Plays a role in viral genome replication by driving entry of quiescent cells into the cell cycle. Stimulation of progression from G1 to S phase allows the virus to efficiently use the cellular DNA replicating machinery to achieve viral genome replication. E7 protein has both transforming and trans-activating activities. Induces the disassembly of the E2F1 transcription factor from RB1, with subsequent transcriptional activation of E2F1-regulated S-phase genes. Interferes with host histone deacetylation mediated by HDAC1 and HDAC2, leading to transcription activation. Plays also a role in the inhibition of both antiviral and antiproliferative functions of host interferon alpha. Interaction with host TMEM173/STING impairs the ability of TMEM173/STING to sense cytosolic DNA and promote the production of type I interferon (IFN-alpha and IFN-beta).

Protein E8^E2C (P0DKA0)

Function

Plays a role in limiting the replication of viral DNA in keratinocytes. Recruits the host NCoR/SMRT complex to viral replication foci to mediate repression of both viral replication and transcription.

Reference:

1.Fernandes, José & Fernandes, Thales. (2012). Human Papillomavirus: Biology and Pathogenesis. 10.5772/27154.
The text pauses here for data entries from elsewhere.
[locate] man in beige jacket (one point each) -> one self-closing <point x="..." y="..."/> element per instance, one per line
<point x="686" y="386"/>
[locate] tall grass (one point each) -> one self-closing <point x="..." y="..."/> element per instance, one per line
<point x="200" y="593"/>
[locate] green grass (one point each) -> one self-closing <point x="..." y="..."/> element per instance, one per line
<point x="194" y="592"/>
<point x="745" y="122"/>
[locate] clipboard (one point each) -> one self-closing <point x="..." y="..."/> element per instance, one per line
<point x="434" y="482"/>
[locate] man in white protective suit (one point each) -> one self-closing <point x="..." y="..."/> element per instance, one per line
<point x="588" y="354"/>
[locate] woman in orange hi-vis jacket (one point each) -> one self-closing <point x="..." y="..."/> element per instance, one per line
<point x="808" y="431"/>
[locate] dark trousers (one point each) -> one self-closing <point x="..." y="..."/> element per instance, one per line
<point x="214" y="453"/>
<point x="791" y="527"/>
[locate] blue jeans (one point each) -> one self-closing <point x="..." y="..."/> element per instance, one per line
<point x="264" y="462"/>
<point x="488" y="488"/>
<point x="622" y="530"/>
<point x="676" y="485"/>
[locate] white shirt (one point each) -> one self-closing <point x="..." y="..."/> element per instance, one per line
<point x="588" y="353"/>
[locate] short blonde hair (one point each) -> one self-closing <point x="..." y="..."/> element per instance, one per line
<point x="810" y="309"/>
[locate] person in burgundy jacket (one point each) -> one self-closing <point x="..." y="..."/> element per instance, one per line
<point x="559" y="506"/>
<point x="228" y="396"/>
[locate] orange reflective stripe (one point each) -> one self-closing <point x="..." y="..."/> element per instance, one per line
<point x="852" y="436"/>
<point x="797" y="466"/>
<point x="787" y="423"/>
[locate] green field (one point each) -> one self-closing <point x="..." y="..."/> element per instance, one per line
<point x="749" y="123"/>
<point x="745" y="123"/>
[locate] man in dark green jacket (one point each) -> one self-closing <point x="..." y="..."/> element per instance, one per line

2.Munõz, N., Bosch, FX., de Sanjosé, S., Herrero, R., Castellsagué, X., Shah, KV., Snijders, PJF., Chris, JLM. & Meijer, MD. (2003). Epidemilogic classification of human papillomavirus types associated with cervical cancer. The New England Journal Medicine, Vol. 348, No 6, (Feb 2003), pp. 518-527, ISSN 0028-4793.

3.Stanley MA. (2010). Pathology and epidemiology of HPV infection in females. Gynecologic Oncology, Vol. 117, Suppl 2, (May 2010), pp. S5-10, ISSN 0090-8258.

4.Jo, H. & Kim, JW. (2005). Implications of HPV infection in uterine cervical cancer. Cancer Therapy, Vol. 3, (July 2005), pp 419-434, ISSN 1543-9135.